Irako of the Desert chapter 1 . 8/16/2011
This was so cute! Nice job with the report. It really felt like a child had written it, and not some illiterate person that mixes up proper English and txt talk.
JuzSomeone chapter 1 . 9/23/2010
haha, cute story :D
raisin56 chapter 1 . 9/23/2010
I don't understand this part: "I don't know why Papa even knows it exists, but he was the one who suggested it for my report, so I guess he does." What? I don't get it. Is the town supposed to be a secret? If it's supposed to be obscure, in terms of Ancelstierre that may be so, but land in a highly defensible town with no attacks by the Dead would be hot property in the Old Kingdom, no? That's my only gripe though. I quite liked it actually. I really like the idea of a new town for the refugees named after Yrael.

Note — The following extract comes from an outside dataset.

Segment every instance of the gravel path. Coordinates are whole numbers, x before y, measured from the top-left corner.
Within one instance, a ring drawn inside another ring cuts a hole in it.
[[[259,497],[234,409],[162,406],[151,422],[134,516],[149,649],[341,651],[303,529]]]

Shiner Shining Bright chapter 1 . 7/29/2010
I didn't really like it. First of all, the little prompt and the letter back were unnecessary. Second, when you referred to the characters by their titles, there was no real need to italicize and bold the titles. All you have to do is capitalize them. Thank you. D

The Tenth Bright Shiner
madsenberg chapter 1 . 7/19/2010
First to review, why? The story deserves more. I really liked the hand-in look, with the tasks, the answers, and the teachers comments. Woodshop :) Good story, with little twists of humor here and there, everywhere! (rhymes) Im thinking, who is Megarras mother? Good family, I had trouble finding out the relations, but it sorted out. I wonder, could you review my stories? (2) they are also old kingdom stories. just search madsenberg. thanks. Keep writing.